Skip to content

Data Pipeline Utils

Tools for loading, scaling, and encoding data. Located in Gradien.Preprocess.

Data Loading

DataLoader

Creates an iterator that yields batches of data from a dataset.

lua
(
    dataset: Dataset,
    batchSize: number,
    shuffle: boolean,
    generator: { randint: (a,b)->number }?,
    drop_last: boolean?
) -> Iterator

Scaling & Normalization

StandardScaler Parallel

Standardizes features by removing the mean and scaling to unit variance.

Formula: z = (x - mean) / std

lua
() -> StandardScaler
lua
scaler:fit(X: Tensor)
local transformed = scaler:transform(X: Tensor)

MinMaxScaler Parallel

Scales features to a specific range (default 0 to 1).

Formula: x_scaled = (x - min) / (max - min)

lua
(min: number?, max: number?) -> MinMaxScaler
lua
scaler:fit(X: Tensor)
local transformed = scaler:transform(X: Tensor)

RunningNorm Stream

Maintains a running mean and variance for scalar streams.
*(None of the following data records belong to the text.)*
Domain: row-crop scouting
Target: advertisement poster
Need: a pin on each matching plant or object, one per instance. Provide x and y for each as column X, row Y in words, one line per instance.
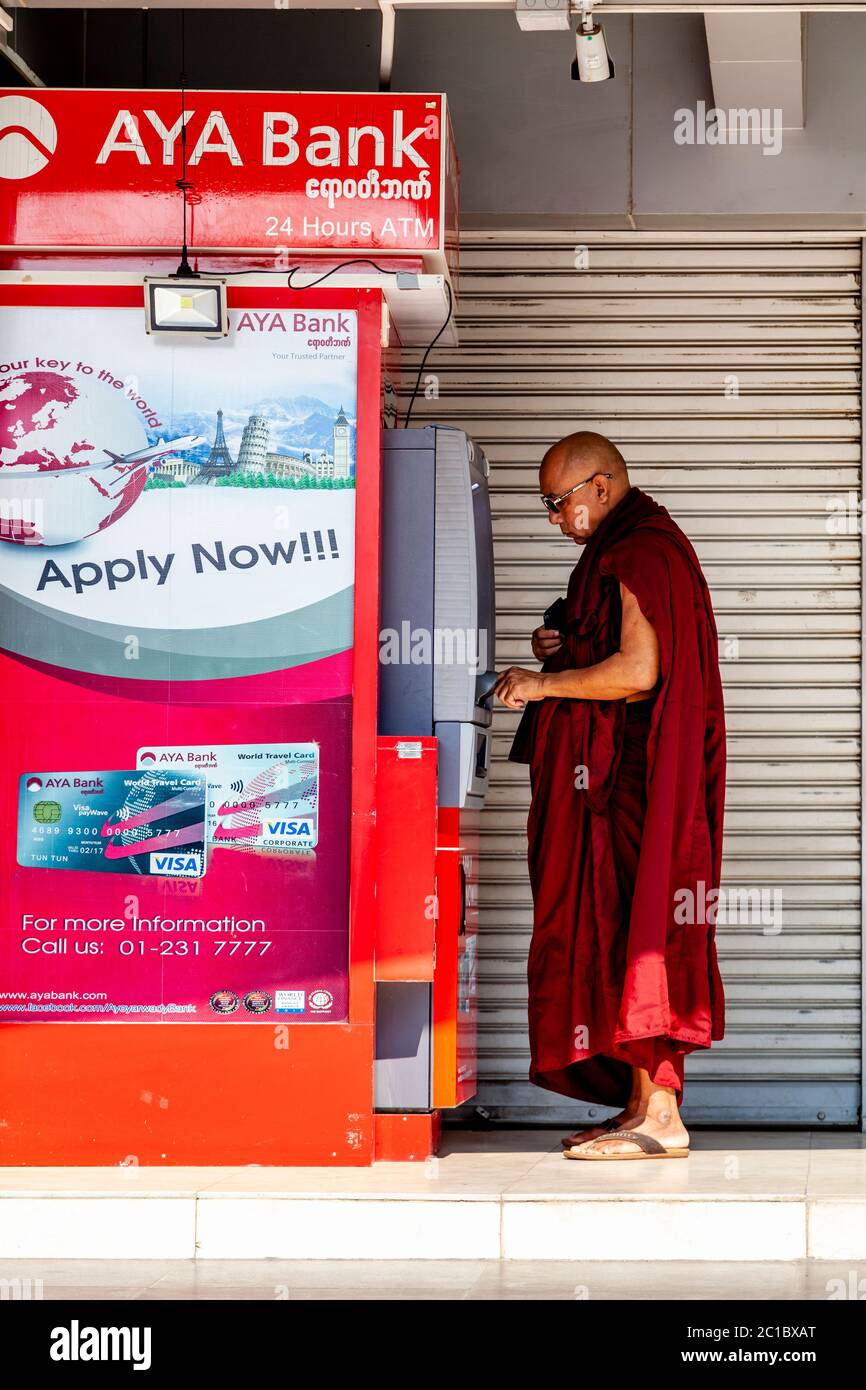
column 177, row 556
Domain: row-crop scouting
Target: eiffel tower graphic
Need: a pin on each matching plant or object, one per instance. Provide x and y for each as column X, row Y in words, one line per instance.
column 220, row 460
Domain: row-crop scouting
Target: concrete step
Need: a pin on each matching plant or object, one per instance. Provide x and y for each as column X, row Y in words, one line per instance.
column 488, row 1196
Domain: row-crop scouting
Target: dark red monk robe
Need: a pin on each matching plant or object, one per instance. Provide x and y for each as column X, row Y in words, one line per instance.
column 622, row 966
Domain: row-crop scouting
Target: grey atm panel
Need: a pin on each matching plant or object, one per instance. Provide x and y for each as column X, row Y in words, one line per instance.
column 437, row 610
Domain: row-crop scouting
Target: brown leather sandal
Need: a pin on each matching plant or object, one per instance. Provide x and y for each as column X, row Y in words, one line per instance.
column 645, row 1146
column 573, row 1140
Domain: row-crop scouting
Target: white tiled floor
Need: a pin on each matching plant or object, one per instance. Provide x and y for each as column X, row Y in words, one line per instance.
column 740, row 1197
column 410, row 1280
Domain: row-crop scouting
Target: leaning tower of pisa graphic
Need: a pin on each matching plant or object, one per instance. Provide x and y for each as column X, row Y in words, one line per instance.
column 255, row 445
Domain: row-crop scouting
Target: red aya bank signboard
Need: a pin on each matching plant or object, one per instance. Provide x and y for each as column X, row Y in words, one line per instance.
column 264, row 170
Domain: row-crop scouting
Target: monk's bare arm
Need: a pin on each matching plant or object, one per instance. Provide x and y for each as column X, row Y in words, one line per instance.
column 633, row 670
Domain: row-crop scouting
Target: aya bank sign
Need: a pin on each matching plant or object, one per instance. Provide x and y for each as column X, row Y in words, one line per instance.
column 264, row 170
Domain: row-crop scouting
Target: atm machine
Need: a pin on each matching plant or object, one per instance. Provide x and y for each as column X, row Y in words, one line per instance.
column 437, row 669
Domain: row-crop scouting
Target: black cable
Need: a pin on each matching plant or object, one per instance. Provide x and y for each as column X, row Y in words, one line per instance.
column 427, row 352
column 184, row 268
column 335, row 270
column 295, row 270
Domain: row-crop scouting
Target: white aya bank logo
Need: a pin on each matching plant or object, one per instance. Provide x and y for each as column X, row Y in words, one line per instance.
column 28, row 136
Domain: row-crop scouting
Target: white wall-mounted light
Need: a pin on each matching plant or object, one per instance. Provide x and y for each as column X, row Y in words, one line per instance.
column 185, row 307
column 592, row 63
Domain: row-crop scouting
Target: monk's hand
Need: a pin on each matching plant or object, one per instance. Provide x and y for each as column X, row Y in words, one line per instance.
column 517, row 687
column 545, row 641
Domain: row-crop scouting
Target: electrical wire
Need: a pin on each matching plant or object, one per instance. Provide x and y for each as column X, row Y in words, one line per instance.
column 427, row 352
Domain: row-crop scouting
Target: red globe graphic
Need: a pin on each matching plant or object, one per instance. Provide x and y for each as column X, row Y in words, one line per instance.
column 64, row 446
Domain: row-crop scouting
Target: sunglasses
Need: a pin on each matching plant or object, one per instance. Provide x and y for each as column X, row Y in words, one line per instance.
column 552, row 503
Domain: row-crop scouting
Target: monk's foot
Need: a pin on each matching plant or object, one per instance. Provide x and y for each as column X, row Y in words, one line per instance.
column 597, row 1130
column 662, row 1123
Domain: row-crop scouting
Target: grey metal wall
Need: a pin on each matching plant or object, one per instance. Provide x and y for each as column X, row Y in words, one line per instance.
column 649, row 345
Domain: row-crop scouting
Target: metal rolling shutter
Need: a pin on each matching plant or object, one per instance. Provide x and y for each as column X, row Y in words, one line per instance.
column 638, row 345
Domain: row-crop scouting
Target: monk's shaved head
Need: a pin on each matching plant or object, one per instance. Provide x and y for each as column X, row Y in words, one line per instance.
column 590, row 459
column 578, row 456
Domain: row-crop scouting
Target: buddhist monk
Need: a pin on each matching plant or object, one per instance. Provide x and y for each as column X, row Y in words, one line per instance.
column 623, row 730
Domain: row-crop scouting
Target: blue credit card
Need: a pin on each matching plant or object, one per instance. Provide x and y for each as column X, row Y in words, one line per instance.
column 113, row 822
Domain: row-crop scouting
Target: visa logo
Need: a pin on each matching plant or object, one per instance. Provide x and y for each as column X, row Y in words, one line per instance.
column 288, row 827
column 177, row 866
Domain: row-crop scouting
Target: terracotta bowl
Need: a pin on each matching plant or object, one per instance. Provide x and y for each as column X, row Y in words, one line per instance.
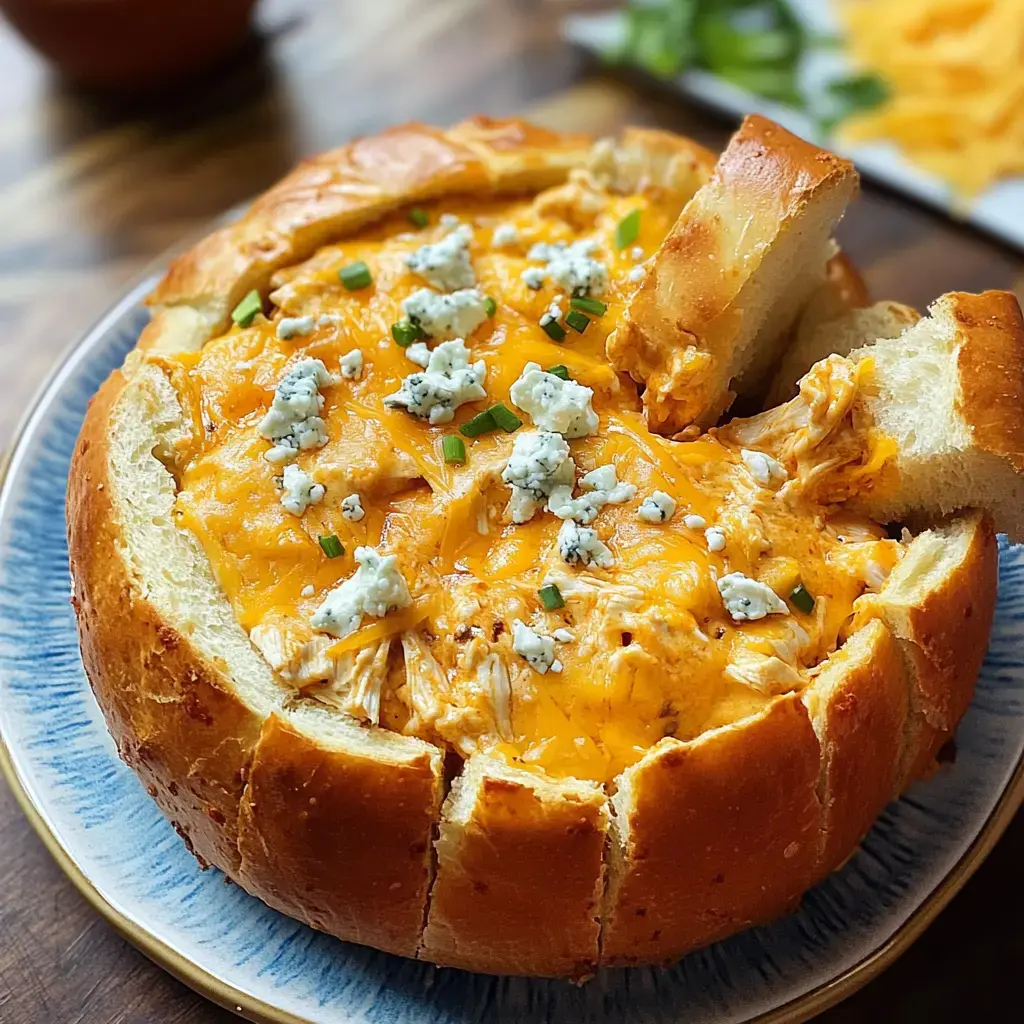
column 115, row 44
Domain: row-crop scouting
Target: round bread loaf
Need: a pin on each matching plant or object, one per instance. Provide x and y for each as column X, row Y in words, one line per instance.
column 414, row 626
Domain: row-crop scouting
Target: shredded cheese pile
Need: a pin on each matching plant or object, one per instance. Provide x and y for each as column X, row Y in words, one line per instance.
column 955, row 69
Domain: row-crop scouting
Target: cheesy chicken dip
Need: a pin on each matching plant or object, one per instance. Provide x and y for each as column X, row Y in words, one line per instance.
column 434, row 504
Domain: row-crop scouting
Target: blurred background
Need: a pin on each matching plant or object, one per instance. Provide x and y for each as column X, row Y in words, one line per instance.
column 126, row 126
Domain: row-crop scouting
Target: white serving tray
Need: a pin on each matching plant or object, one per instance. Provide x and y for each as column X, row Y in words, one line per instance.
column 999, row 210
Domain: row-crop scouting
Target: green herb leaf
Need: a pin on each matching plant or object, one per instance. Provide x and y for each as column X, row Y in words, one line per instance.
column 454, row 450
column 505, row 418
column 482, row 423
column 355, row 275
column 595, row 307
column 628, row 229
column 246, row 310
column 406, row 332
column 331, row 546
column 803, row 599
column 554, row 330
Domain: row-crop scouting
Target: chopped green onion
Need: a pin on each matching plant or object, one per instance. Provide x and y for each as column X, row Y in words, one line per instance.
column 331, row 546
column 454, row 449
column 482, row 423
column 505, row 418
column 355, row 275
column 554, row 330
column 406, row 332
column 628, row 229
column 588, row 305
column 577, row 321
column 244, row 312
column 803, row 599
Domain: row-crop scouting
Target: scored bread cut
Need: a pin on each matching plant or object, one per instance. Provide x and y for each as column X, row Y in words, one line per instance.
column 518, row 855
column 732, row 274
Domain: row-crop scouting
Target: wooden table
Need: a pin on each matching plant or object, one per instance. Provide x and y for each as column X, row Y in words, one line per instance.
column 91, row 190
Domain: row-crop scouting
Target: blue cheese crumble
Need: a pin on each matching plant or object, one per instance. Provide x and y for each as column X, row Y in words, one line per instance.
column 748, row 599
column 375, row 589
column 419, row 352
column 293, row 327
column 764, row 468
column 299, row 489
column 536, row 648
column 540, row 464
column 445, row 264
column 571, row 266
column 449, row 381
column 656, row 507
column 293, row 421
column 581, row 545
column 351, row 508
column 715, row 537
column 600, row 486
column 552, row 403
column 446, row 316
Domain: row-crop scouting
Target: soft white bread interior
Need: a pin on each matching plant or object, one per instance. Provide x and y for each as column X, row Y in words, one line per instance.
column 518, row 855
column 732, row 274
column 840, row 333
column 949, row 391
column 942, row 591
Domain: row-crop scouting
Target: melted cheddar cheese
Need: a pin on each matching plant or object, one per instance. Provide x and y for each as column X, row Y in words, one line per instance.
column 645, row 647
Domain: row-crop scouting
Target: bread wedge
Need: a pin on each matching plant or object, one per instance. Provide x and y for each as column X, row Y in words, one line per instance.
column 732, row 275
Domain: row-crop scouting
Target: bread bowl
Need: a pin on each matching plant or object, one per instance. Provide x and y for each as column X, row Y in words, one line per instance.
column 682, row 766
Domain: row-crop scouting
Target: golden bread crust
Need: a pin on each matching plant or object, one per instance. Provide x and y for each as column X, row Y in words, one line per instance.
column 680, row 335
column 174, row 716
column 719, row 833
column 519, row 876
column 940, row 606
column 339, row 192
column 858, row 705
column 990, row 364
column 338, row 839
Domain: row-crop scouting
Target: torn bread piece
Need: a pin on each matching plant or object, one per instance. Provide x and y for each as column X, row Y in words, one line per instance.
column 730, row 279
column 942, row 591
column 949, row 393
column 519, row 872
column 910, row 428
column 816, row 338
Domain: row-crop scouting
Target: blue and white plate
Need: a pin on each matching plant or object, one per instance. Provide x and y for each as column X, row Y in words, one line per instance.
column 109, row 837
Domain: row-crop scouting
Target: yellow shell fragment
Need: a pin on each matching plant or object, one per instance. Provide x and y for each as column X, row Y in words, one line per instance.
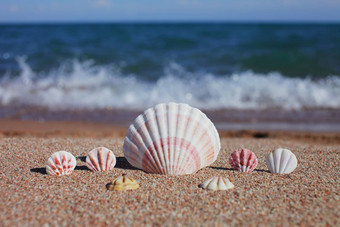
column 123, row 183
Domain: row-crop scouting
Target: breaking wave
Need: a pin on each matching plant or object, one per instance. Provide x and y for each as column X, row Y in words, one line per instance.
column 87, row 86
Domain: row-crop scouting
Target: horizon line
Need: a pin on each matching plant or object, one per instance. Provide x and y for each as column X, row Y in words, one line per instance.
column 171, row 22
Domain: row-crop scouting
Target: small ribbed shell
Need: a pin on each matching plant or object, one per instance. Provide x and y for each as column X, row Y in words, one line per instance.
column 243, row 160
column 217, row 183
column 123, row 183
column 100, row 159
column 281, row 161
column 61, row 163
column 173, row 139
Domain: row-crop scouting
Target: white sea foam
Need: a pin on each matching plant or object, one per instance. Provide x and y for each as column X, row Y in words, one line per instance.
column 87, row 86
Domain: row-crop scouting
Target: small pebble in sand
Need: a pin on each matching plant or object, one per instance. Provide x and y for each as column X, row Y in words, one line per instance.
column 122, row 183
column 217, row 183
column 61, row 163
column 100, row 159
column 243, row 160
column 172, row 139
column 281, row 160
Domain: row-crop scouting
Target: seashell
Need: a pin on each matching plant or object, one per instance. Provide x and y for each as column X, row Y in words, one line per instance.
column 281, row 161
column 122, row 183
column 173, row 139
column 61, row 163
column 100, row 159
column 217, row 183
column 243, row 160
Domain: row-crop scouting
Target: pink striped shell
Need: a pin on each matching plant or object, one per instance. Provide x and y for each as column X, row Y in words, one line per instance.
column 243, row 160
column 61, row 163
column 172, row 139
column 100, row 159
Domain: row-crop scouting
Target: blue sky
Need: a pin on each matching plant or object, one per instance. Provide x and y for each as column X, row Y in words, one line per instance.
column 169, row 10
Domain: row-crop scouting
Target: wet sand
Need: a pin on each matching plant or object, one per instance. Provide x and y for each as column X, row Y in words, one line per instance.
column 30, row 197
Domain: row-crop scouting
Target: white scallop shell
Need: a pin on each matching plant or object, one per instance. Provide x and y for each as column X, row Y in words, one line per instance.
column 281, row 161
column 100, row 159
column 172, row 139
column 217, row 183
column 61, row 163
Useful in Reinforcement Learning where the full dataset isn't available upfront.

lua
(eps: number?) -> RunningNorm
lua
norm:update(x: number)      -- Updates stats with new value
norm:normalize(x: number)   -- Returns (x - mean) / std
norm:var()                  -- Current variance
norm:std()                  -- Current standard deviation

Encoders & Transformers

OneHot Parallel

Creates a function that converts a list of class indices into a One-Hot encoded batch.

lua
(numClasses: number) -> (indices: {number}) -> Tensor
lua
local encoder = Gradien.Preprocess.OneHot(10)
-- Batch of 3 samples with classes 1, 5, and 9
local batch = encoder({1, 5, 9}) 
-- Result: Tensor of shape {10, 3}

PCA (Principal Component Analysis) Parallel

Performs dimensionality reduction by projecting data onto its principal components.

lua
(X: Tensor, K: number, iters: number?) -> PCA_Model
lua
-- Projects new data X onto the K principal components found during init
local reduced = pca:transform(X_new)

SinusoidalPE Parallel

Adds Sinusoidal Positional Embeddings to a sequence tensor. Crucial for Transformer models to understand order.

lua
(x: Tensor, sequenceLength: number) -> Tensor
lua
-- x: {EmbeddingDim, Batch * SeqLen}
local output = Gradien.Preprocess.SinusoidalPE(x, 128)